Let’s look at two toys that exemplify top-notch design and construction. These are Building Beakers and Lock a Block. Made by Ambi, both are classic early childhood toys that engage infants and toddlers in skill-building play. Moreover both are toys that support child development.

The manufacturer recommends Building Beakers beginning at 10 months old. A true developmental toy, these cups offer new ways to play as the child develops new skills. At first, I suggest offering only the smallest and the largest cups. That invites putting one inside the other, turning the larger cup upside down and watching the smaller one fall out. That’s filling and spilling, an activity the toddler will repeat over and over again.

What’s happening here? The child is experimenting. Observing when-I-do-this-that-happens. Confirming the cause and effect through repetition. Developing fine motor skills: grasp and release  while filling and wrist rotation as the child spills. When we offer words to describe such attributes as color and size of the cups, we’re encouraging language development.

Features  Make A Difference

Rolled Rims

Rolled rims are an important feature of Ambi Building Beakers. On the one hand, they make separating nested cups easier. On the other, stacking becomes more successful. When a toddler is learning to stack, eye-hand coordination, grasp and release, and dexterity are only beginning to develop. Obviously stacking is challenging. Quite often the adjacent block slides off as the child attempts to place another on top of it. The rim helps hold the beakers together and makes the stack more stable.

Raised Patterns

Each cup also features a unique raised pattern on its base. These invite both visual and tactile exploration. Pressing the cups into sand, play dough or clay creates patterns and encourages creative expression. Furthermore recognizing patterns is a pre-reading skill.

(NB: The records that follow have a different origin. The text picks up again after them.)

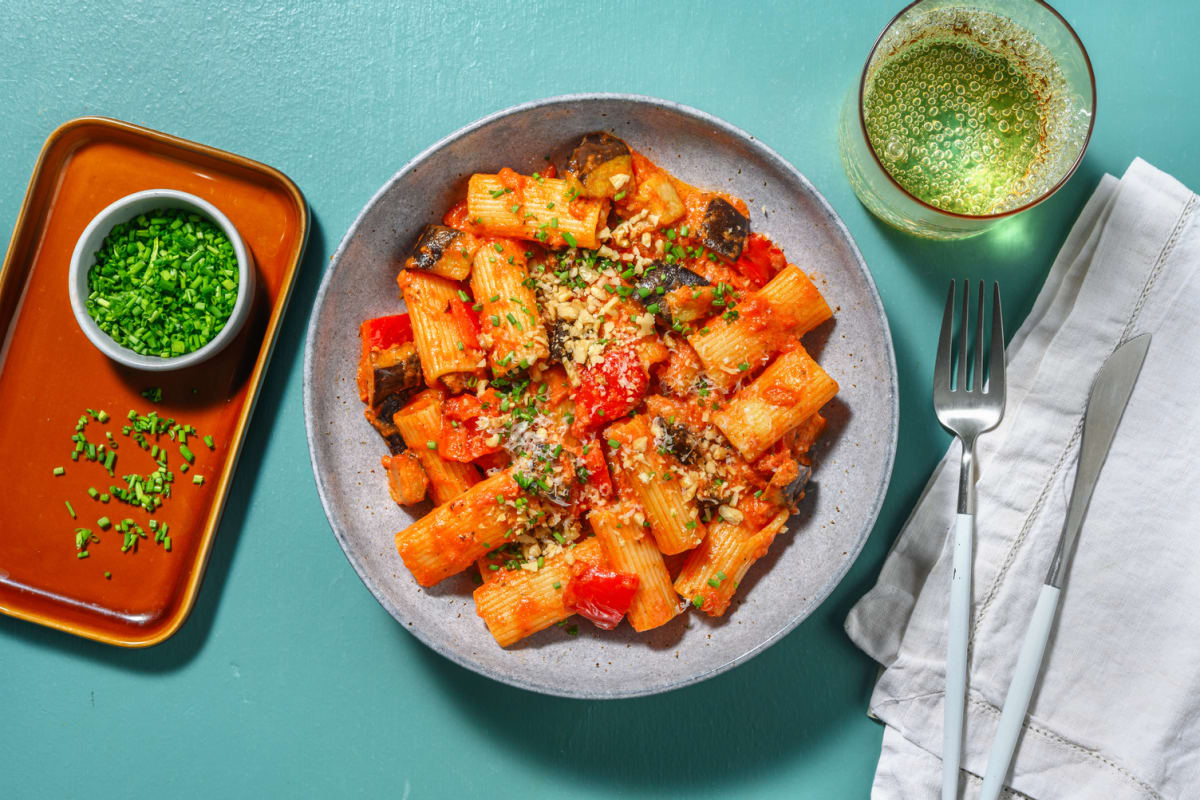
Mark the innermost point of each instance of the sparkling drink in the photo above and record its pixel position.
(967, 113)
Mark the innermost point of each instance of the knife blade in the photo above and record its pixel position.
(1105, 405)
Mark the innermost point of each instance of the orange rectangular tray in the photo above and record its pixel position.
(49, 373)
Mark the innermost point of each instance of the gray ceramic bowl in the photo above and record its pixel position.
(853, 461)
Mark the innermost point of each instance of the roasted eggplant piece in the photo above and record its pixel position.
(789, 483)
(407, 481)
(795, 489)
(725, 229)
(443, 251)
(657, 196)
(675, 289)
(603, 164)
(667, 277)
(390, 371)
(676, 439)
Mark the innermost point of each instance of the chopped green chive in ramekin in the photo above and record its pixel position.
(165, 283)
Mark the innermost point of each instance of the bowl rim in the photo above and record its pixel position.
(826, 210)
(81, 263)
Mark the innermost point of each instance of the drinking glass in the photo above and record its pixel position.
(967, 114)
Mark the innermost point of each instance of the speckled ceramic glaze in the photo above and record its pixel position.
(853, 459)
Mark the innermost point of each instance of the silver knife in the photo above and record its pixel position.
(1105, 404)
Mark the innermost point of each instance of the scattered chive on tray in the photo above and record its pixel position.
(145, 492)
(165, 283)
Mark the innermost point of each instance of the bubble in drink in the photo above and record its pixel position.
(970, 113)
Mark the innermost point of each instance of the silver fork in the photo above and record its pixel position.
(967, 409)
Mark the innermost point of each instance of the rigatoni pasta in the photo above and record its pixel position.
(448, 347)
(513, 331)
(783, 311)
(787, 392)
(516, 603)
(655, 482)
(534, 209)
(629, 549)
(420, 425)
(597, 372)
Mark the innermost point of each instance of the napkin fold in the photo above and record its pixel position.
(1116, 713)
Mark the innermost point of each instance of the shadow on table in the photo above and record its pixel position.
(783, 703)
(177, 651)
(797, 695)
(1024, 244)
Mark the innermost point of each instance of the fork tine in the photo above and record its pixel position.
(964, 338)
(996, 362)
(942, 366)
(977, 364)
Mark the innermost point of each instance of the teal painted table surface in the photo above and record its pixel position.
(289, 679)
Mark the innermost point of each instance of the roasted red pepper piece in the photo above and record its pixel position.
(383, 332)
(601, 595)
(760, 260)
(609, 390)
(467, 322)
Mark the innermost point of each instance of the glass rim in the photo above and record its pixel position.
(1000, 215)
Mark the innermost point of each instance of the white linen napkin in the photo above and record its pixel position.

Sand and water provide further opportunities for play. In the sand, the cups become molds. Two pinholes in the bottom of each beaker add another dimension to water play. The graduated sizes allow young children to explore how the cups are alike and different. All the beakers are round, but each is a different size. Small or large or big or little, short or tall. These are important math concepts learned through play. 

Lock a Block

shape sorter toy with lock and key

Lock a Block – an inclusive toy, if ever there was one – is my favorite shape sorting toy. Because all children like saying, “I did it.”  Note the high contrast between the bright white top and the color matched raised rims outlining each opening. That makes “hitting the target” easier. Dropping a shape into its slot not only requires shape discrimination. It also takes eye-hand coordination and the ability to grasp and release the shape. Developing fine motor skills takes practice. Success motivates.  Lock a Block is a must for the blind and visually impaired. As well as for those with fine motor challenges.

Furthermore, three dimensional shapes drop more easily into place than shaped dowel pieces that require precise fitting. Again motivating the repetition that leads to skill-building. This shape sorter toy includes two each of three shapes, a plus that encourages one to one matching games. Furthermore naming the colors and shapes encourages cognitive and language development.

In First, Then Out

Retrieve shapes through a door on the front of the box. Permanently attached key fits smoothly in the lock and turns easily. As the key turns, the lock clicks. Following the sequence of steps required to get the shapes out involves problem solving, memory, and concentration. Eye-hand coordination, grasp and release, and wrist rotation  increase with each repetition.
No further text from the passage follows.